Kelsana trochę mdliło na jazdę ścigaczem prowadzonym przez Drauga, który jeszcze nie czuł się najlepiej, ale widząc reakcję Wookie'ego zdobył się na uśmiech. Poprawił pistolet na pasie i był gotowy do walki, choć i tak z dużej odległości nikomu krzywdy nie zrobi. Widząc niknące w oddali wzgórza pomyślał, że chyba zbliżają się do celu. Poklepał porozumiewawczo w ramię Drauga, bo zazwyczaj to Kelsan prowadzi pojazdy, ale tym razem był niedysponowany, wyjątkowo.
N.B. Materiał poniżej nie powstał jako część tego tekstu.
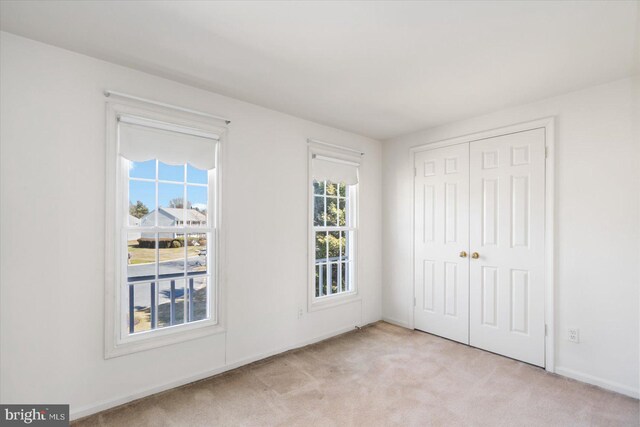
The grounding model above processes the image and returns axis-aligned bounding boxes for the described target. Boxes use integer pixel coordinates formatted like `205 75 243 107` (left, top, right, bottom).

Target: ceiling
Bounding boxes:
0 1 640 139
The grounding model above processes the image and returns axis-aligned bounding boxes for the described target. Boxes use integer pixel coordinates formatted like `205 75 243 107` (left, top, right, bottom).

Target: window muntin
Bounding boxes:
122 159 215 336
313 179 356 300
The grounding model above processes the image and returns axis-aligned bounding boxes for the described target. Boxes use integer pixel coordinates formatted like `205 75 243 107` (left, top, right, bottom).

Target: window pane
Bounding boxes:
158 233 185 279
158 279 184 328
313 179 324 195
327 197 338 227
327 262 338 294
187 163 209 184
189 276 209 322
316 264 327 297
340 262 351 292
338 184 347 197
129 160 156 180
186 185 209 227
127 233 156 282
158 162 184 182
328 231 340 261
128 180 156 227
313 196 326 227
338 199 347 227
326 181 338 196
129 283 152 332
316 263 321 297
187 233 207 274
158 183 184 227
316 231 327 262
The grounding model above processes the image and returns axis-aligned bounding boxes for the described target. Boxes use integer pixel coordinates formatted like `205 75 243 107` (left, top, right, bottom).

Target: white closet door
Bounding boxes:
414 144 469 344
469 129 545 366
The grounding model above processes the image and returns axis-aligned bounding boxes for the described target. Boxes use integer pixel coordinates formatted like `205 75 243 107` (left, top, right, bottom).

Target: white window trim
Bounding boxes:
307 145 362 312
104 100 226 359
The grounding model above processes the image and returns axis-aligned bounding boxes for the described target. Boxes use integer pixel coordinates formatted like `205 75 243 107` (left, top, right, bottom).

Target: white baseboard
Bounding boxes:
69 324 358 421
555 366 640 399
382 316 412 329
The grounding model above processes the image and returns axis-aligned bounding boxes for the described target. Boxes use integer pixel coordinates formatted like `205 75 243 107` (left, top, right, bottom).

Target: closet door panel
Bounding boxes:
469 129 545 366
414 144 469 344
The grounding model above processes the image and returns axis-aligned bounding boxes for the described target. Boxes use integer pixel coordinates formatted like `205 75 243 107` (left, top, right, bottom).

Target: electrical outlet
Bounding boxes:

Dotarli w końcu na miejsce, a Kelsan jakby mógł to by ucałował podłogę, że wreszcie już stoją.
Nareszcie ten koszmar się skończył - pomyślał rudowłosy mężczyzna opierając dłonie na kolanach. Podniósł się i spojrzał na Wookie'ego i Drauga jak obserwują przez lornetki dom. Kelsan podszedł do nich i sam spojrzał przez nią. Mężczyzna tylko zauważył jakiegoś faceta na ganku, ale nie był warty świeczki. Dalej w środku domu była jakaś niezła imprezka. Skierował swój wzrok w lewą stronę i ujrzał stajnie z dwiema beczkami, które mieściły olej napędowy do pobliskiego ścigacza. Spojrzał na wyposażenie kolegów i pomyślał o strzale ze snajperki prosto w beczki albo inną opcją było zakraść się do domu, ale najpierw trzeba było wywabić stamtąd osoby wewnątrz budynku, więc taki wybuch by odciągnął uwagę osób w środku. Popatrzył na granaty Katykama.
-Katykam. Dorzucisz tam? - zapytał Wookie'ego po czym wskazał na dwie beczki stojące przy stajni.